Unprecedented times lead us to humility and community. As together we humble ourselves under the mighty hand of God and reach out to the promises we find in His word, He gives us unprecedented grace and strength to weather any challenge or hardship we may encounter in this life.

Questions to Ask Yourself

  1. How have you been humbled over the last 4-5 months? How did this newfound humility lead you to Jesus?
  2. What cares do you need to cast on Jesus to receive His care?
  3. Which cares are you keeping to yourself and trying to fix in your own strength?
  4. What comfort might you find in sharing your sufferings with another brother or sister in Christ?

Family Activity

Play a game of “Who Would You Call?” To play, each family member gets five slips of paper or index cards. (Assist family members who need help with writing.) For each question below, each family member should write on a slip of paper the name of the person they would call in that situation. When everyone finishes writing a name for that question, read the names aloud. Allow family members to discuss why they wrote that particular name.

  1. You’re running out of time and need someone to help you finish your chores. Who would you call?
  2. You don’t understand your math homework and need someone to explain it to you. Who would you call?
  3. You’re having friend problems and need to talk to someone about it. Who would you call?
  4. You wake up in the middle of the night, and you feel really sick. Who would you call?
  5. You’re reading your Bible, and you don’t understand what it means.

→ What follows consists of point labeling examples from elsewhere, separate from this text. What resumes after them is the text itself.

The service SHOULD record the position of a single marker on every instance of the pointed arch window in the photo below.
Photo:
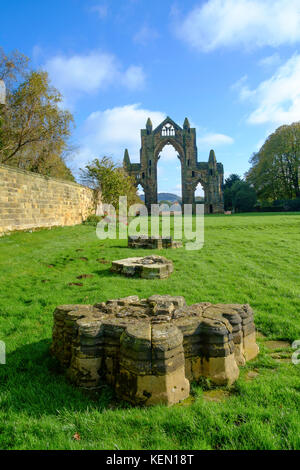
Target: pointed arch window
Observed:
(168, 130)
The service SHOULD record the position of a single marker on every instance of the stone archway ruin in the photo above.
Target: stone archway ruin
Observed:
(210, 174)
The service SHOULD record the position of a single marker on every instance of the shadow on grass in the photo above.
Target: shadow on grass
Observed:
(34, 384)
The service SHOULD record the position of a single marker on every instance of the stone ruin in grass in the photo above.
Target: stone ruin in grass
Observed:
(153, 243)
(149, 267)
(150, 349)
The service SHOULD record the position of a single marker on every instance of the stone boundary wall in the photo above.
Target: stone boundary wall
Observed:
(30, 200)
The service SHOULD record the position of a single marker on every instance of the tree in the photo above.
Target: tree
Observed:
(111, 180)
(243, 197)
(35, 130)
(238, 194)
(275, 167)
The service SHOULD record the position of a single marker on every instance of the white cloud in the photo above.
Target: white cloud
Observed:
(277, 99)
(145, 35)
(270, 61)
(109, 132)
(247, 23)
(87, 74)
(134, 78)
(215, 140)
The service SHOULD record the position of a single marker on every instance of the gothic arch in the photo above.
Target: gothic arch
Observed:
(210, 174)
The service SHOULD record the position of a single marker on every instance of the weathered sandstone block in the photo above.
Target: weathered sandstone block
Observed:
(153, 243)
(149, 267)
(150, 349)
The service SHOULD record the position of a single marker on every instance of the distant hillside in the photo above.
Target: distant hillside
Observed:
(164, 197)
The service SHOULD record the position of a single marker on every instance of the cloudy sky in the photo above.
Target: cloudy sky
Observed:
(231, 66)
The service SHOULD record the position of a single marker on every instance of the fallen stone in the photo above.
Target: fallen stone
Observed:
(153, 243)
(149, 267)
(147, 357)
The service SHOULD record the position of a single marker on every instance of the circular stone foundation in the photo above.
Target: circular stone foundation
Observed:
(150, 349)
(148, 267)
(152, 243)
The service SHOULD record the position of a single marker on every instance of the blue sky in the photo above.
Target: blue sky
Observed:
(231, 66)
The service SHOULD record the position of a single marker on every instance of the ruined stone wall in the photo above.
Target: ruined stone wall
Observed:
(29, 200)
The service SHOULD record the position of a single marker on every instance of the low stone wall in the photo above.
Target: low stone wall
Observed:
(29, 200)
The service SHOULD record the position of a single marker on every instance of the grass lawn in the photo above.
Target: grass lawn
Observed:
(252, 258)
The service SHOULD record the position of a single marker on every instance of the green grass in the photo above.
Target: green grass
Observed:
(252, 258)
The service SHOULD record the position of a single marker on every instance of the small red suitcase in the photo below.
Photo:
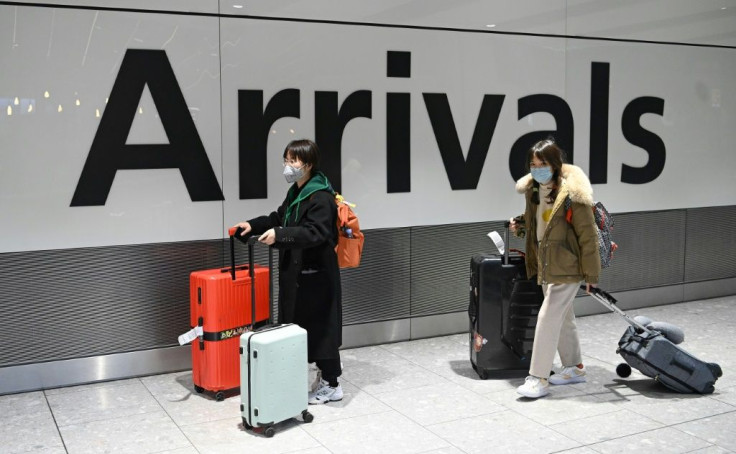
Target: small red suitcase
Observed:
(220, 302)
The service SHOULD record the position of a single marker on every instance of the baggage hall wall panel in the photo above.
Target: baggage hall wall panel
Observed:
(135, 132)
(98, 301)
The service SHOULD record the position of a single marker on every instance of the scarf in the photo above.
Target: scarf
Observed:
(318, 182)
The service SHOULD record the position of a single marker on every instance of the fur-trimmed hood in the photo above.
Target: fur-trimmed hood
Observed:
(574, 181)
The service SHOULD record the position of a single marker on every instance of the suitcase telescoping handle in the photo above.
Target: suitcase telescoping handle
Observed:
(252, 240)
(507, 245)
(609, 301)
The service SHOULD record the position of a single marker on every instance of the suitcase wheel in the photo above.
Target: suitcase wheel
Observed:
(623, 370)
(715, 369)
(307, 417)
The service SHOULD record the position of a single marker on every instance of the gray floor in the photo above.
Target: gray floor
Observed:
(411, 397)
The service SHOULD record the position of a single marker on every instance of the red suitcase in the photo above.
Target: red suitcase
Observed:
(220, 302)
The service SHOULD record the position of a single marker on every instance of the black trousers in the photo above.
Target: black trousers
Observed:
(331, 369)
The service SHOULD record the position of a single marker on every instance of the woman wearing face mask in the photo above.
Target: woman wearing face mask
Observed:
(561, 254)
(304, 229)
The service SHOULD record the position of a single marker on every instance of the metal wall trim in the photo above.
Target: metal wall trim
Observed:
(55, 374)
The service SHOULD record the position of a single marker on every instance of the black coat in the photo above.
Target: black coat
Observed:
(309, 276)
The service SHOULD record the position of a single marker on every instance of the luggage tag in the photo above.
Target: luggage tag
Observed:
(190, 335)
(497, 240)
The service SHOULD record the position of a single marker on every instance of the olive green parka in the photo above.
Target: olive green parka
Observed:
(568, 251)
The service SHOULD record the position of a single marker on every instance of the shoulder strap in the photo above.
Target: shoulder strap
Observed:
(568, 210)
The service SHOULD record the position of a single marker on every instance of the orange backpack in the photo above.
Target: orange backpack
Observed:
(349, 237)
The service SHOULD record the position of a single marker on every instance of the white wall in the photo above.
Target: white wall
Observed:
(75, 54)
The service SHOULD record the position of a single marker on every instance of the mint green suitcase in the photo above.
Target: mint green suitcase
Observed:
(273, 377)
(273, 367)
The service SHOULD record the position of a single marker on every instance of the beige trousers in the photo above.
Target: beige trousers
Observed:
(556, 330)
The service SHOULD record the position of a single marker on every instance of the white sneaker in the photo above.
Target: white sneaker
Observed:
(568, 375)
(325, 393)
(534, 387)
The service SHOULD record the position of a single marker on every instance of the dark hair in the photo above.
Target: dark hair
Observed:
(548, 152)
(304, 150)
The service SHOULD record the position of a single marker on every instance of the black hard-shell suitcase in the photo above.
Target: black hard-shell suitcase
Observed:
(651, 353)
(503, 311)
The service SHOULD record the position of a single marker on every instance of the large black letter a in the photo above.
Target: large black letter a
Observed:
(109, 153)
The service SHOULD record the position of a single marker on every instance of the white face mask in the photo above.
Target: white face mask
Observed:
(293, 174)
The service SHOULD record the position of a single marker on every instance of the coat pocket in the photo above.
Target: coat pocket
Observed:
(564, 261)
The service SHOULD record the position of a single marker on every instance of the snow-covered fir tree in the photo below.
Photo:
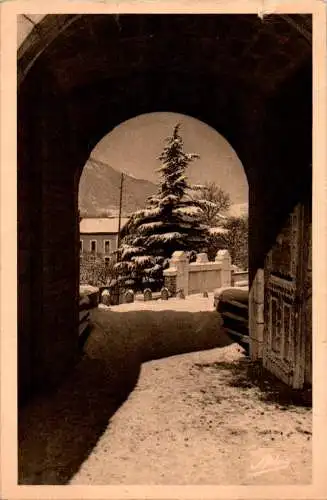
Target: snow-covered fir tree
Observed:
(171, 221)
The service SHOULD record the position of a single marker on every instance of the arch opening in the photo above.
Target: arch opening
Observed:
(246, 97)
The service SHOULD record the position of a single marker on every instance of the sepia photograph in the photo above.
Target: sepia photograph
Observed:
(164, 248)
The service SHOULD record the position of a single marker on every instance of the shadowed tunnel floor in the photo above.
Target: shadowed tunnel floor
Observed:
(108, 425)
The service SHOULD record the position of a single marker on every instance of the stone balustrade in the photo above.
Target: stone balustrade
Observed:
(199, 276)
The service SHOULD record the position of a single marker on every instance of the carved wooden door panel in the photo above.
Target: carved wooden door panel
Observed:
(283, 351)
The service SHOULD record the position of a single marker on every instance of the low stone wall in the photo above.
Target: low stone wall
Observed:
(200, 276)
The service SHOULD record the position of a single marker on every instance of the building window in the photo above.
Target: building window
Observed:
(93, 245)
(106, 246)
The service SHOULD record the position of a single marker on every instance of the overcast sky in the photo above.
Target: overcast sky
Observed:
(133, 147)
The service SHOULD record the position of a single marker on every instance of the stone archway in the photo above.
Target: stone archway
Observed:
(81, 75)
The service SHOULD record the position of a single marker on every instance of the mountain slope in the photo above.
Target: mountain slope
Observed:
(99, 190)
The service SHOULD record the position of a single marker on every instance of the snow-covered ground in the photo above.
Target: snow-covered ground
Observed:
(191, 303)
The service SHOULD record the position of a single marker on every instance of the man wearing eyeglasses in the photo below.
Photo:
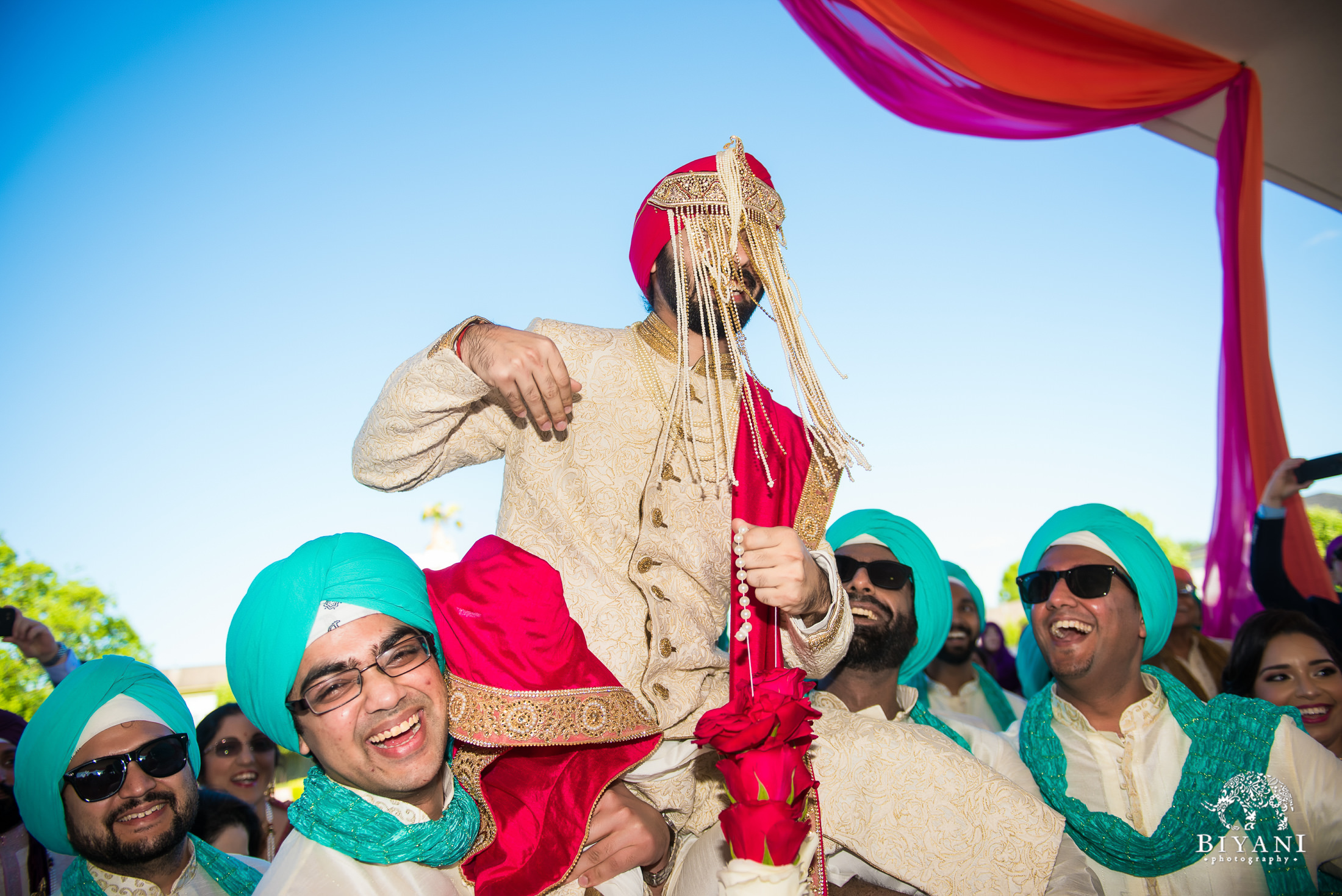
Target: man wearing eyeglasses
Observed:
(900, 597)
(1164, 793)
(106, 772)
(332, 654)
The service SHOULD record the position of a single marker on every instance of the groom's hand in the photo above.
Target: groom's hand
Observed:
(525, 368)
(626, 833)
(780, 569)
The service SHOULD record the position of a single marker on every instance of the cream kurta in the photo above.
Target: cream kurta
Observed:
(642, 549)
(1135, 776)
(971, 701)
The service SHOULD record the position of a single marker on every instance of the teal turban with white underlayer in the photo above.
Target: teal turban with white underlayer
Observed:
(325, 582)
(911, 548)
(1113, 533)
(92, 699)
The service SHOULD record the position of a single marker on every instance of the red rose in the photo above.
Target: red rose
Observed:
(762, 719)
(791, 683)
(762, 776)
(768, 833)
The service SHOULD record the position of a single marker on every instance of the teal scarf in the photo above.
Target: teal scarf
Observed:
(922, 715)
(1230, 736)
(337, 817)
(992, 692)
(232, 876)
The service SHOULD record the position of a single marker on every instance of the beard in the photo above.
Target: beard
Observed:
(883, 647)
(697, 317)
(960, 655)
(9, 809)
(98, 843)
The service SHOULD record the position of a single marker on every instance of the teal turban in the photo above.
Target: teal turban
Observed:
(269, 632)
(49, 742)
(931, 590)
(1135, 549)
(957, 572)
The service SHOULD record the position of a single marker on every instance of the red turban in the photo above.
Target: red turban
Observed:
(653, 226)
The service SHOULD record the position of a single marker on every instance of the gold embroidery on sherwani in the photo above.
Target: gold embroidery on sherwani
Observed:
(583, 500)
(817, 500)
(468, 764)
(492, 717)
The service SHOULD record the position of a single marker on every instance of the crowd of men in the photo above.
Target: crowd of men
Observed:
(524, 722)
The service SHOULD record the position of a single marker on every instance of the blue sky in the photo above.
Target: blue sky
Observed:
(224, 223)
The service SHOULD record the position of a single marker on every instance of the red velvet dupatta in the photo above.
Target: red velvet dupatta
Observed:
(541, 726)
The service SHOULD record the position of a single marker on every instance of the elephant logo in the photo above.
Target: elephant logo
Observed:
(1254, 792)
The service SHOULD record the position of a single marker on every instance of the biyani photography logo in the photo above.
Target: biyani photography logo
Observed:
(1255, 793)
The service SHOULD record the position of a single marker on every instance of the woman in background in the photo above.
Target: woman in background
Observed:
(238, 759)
(1285, 658)
(229, 824)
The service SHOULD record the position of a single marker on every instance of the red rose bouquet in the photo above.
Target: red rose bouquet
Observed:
(762, 738)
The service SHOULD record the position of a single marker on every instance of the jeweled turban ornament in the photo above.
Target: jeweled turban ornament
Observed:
(713, 203)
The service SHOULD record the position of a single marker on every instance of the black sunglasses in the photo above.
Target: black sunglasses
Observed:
(101, 778)
(1089, 581)
(890, 576)
(232, 746)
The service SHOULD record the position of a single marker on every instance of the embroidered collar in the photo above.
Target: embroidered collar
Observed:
(659, 337)
(115, 884)
(1136, 718)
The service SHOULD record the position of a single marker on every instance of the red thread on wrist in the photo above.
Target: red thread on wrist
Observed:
(458, 346)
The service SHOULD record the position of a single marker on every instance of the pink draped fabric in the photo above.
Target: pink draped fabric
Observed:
(925, 91)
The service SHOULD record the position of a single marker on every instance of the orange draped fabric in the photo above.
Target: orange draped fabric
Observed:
(1267, 435)
(1052, 50)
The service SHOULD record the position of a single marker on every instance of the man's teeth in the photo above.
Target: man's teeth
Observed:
(142, 814)
(401, 729)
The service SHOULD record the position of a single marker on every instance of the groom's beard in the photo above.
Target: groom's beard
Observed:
(882, 647)
(9, 809)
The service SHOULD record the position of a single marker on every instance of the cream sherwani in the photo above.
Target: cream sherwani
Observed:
(1135, 774)
(971, 701)
(643, 549)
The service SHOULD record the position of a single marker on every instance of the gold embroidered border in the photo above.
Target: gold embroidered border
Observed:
(703, 191)
(450, 337)
(495, 718)
(817, 498)
(468, 764)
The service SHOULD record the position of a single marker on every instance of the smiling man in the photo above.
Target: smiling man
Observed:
(898, 592)
(106, 772)
(953, 682)
(1164, 793)
(334, 654)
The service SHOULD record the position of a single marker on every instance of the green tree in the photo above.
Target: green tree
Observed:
(1175, 551)
(1326, 525)
(1008, 592)
(79, 615)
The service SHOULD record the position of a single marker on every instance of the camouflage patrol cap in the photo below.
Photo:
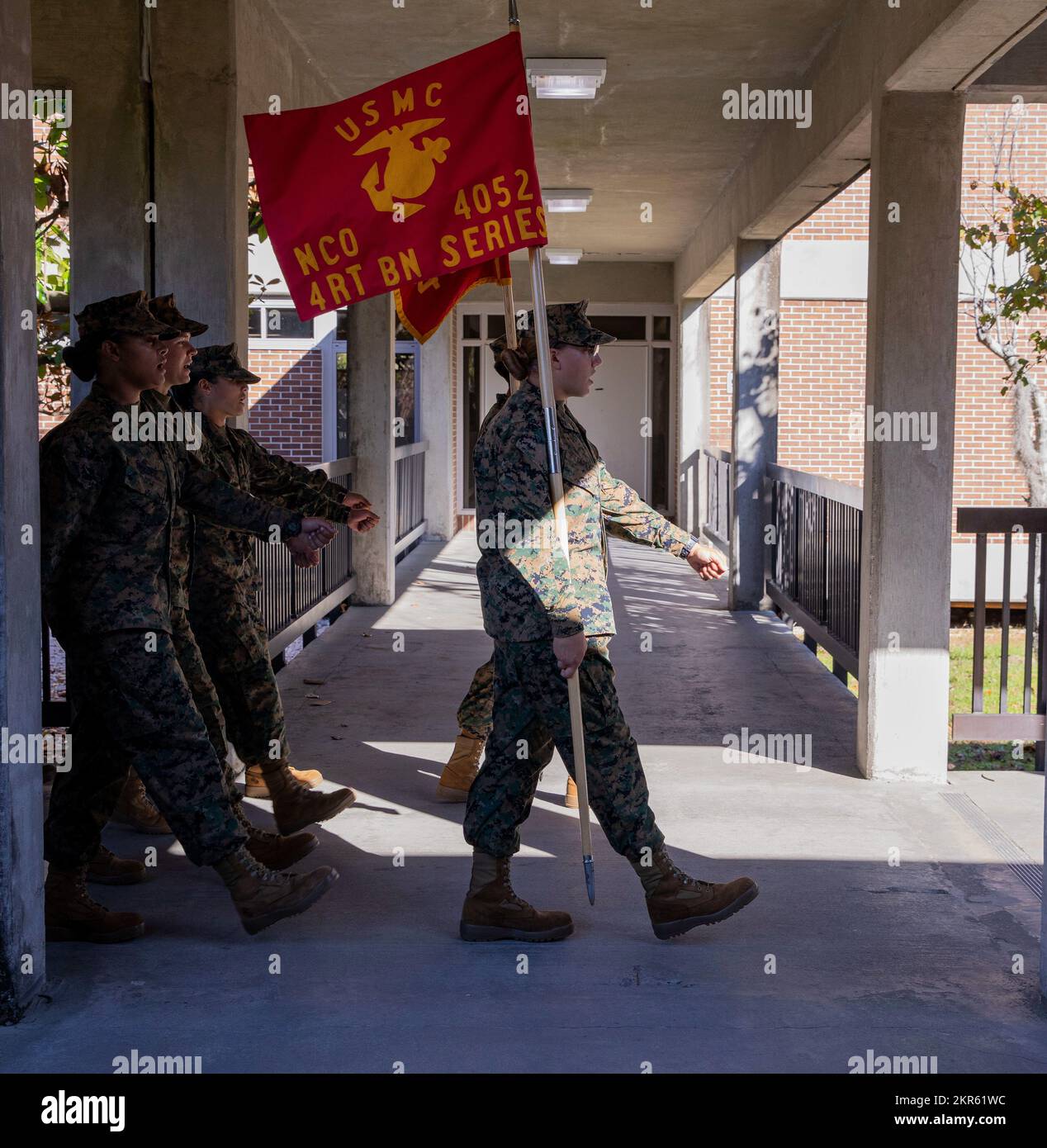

Who would you call?

After discussing who each of you would call in each situation, point out how great it is that God has put people in our lives whom we can call when we need them. Read 1 Peter 5:6-9 aloud, then emphasize that we can always call God, any time, in any situation. The Bible promises us that He wants us to give Him our cares (our worries and fears) because He wants to care for us. That’s great news!

Spend a few moments praying together, either silently or out loud. Encourage each family member to give God one of their worries or cares by telling Him about it. Discuss what it means to trust that He will care for them and help them in that situation.